I own a ridiculous number of cookbooks – ridiculous because I actually use a total of exactly two. Well, perhaps technically more than two. I tend to lump all of my Lidia Bastianich cookbooks into one. If I cook one of her recipes, I use the actual cookbook. Of her cookbooks, the one I use far and away the most is Lidia’s Italian American Kitchen. It has the tomato sauce stains to prove it.
The other cookbook I open occasionally is my beloved Joy of Cooking cookbook that belonged to my mother-in-law who gifted it to me a number of years ago. It’s beloved simply because it’s from her. I can’t say I use it often. Joy of Cooking is a classic cookbook from which you can get recipes for practically anything. For heaven’s sake, it even tells me how to dress a deer (and I don’t mean in camouflage shirt and pants, ar ar ar). Needless to say, I haven’t actually had the need to hang a dead deer from my back porch because Bill doesn’t hunt, thank goodness. I’m not anti-hunting, mind you. Just anti-dressing-a-deer and anti-plucking-a-goose-or-wild-turkey. At any rate, Wilma’s Joy of Cooking was well-used by her, and looks much like my Lidia’s Italian American Kitchen.

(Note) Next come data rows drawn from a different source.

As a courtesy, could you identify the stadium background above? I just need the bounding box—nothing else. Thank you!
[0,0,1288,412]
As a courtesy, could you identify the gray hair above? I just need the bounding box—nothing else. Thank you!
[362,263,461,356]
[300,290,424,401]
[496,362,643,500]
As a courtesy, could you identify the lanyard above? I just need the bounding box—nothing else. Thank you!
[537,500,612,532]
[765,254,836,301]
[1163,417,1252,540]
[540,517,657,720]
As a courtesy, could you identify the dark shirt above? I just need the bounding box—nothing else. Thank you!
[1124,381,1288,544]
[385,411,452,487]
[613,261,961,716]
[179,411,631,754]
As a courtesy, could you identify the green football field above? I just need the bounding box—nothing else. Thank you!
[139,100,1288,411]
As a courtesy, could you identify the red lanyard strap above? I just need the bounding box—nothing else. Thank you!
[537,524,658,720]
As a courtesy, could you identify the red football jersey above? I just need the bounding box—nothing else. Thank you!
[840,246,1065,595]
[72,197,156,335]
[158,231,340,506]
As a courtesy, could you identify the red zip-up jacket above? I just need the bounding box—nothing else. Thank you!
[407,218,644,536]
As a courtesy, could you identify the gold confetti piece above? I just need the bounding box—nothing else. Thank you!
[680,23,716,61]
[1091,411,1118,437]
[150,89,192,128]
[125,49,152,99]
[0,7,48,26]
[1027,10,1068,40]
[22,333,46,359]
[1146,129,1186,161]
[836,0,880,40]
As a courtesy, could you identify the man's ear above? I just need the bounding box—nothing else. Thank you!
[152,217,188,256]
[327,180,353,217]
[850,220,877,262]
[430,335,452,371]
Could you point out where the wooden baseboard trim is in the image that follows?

I was thinking about this the other day as I was searching all of my various spots for a particular recipe. It’s a pasta salad that I make often but have never memorized. I have it somewhere, but I can never remember where. Since the pasta salad originated with my sister Bec, I generally email her and ask her to send me the recipe.
However, when I made the salad recently, I googled the recipe. It isn’t an easy one to find, as it comes from the Crème de Colorado Cookbook (one of Colorado Junior League’s cookbooks) which isn’t online. But I put in “tortellini salad havarti salami” and eventually found it on the Better Homes and Gardens website. I don’t know if BHG stole it from the Junior League or if Junior League stole it from BHG. I envision both groups comprised of women wearing pillbox hats and white gloves and not stealing, so your guess is as good as mine.
All this is to say – perhaps randomly – that I love Pinterest. I wish I had invented Pinterest. First, and foremost, because I would likely be a millionaire. Then I wouldn’t have to worry about looking for recipes because I would have a professional chef on my staff. But second, because I would be so proud of myself for having had such a good idea.
I rarely use cookbooks anymore (see above), but that isn’t to say that I don’t use recipes. Oh my, yes I do. I couldn’t cook without a recipe. I’m not one of those. My siblings all cook without recipes. Me, I need to have someone telling me what ingredients are necessary and how much of each. Having two homes makes keeping track of my recipes somewhat difficult. As it is, I haul many of them back and forth – mostly those that were my mom’s recipe cards. But more and more, I’m able to find the recipes online and “pin” them to my Pinterest page. That way I have access to my recipes wherever I am as long as I have internet access, and I know where to find them.
I used to religiously peruse Pinterest and pin recipes, decorating ideas, crocheting patterns, and other things that are important in my life. I still occasionally will log onto Pinterest and pin one thing or another. But mostly I use it as a giant high tech recipe box. That alone makes it worth what I pay for Pinterest (which, of course, is nothing).
By the way, here is the recipe for the Havarti Tortellini Salad. It is so good that even Addie’s 13-year-old friends ask for the recipe…..
Havarti Tortellini Pasta Salad
10 oz fresh cheese tortellini, cooked al dente and drained
¼ c. fresh parsley, minced
¼ lb. salami, cubed
¼ lb. Havarti cheese, cubed
1 red or green bell pepper, chopped
½ c. black olives, sliced
2 green onions including tops, sliced
3 T. red wine vinegar
1 t. dried basil
1 t. Dijon mustard
¼ t. salt
¼ t.coarsely ground black pepper
1 clove garlic, minced
½ c. extra virgin olive oil
In large bowl, combine tortellini, parsley, salami cheese, bell pepper, olives and green onion. In blender or food processor, combine all dressing ingredients and blend well. Pour dressing over salad and toss thoroughly. Cover and refrigerate at least 1 hour.
If making more than 3 hours ahead, reserve half the dressing and toss with salad just before serving.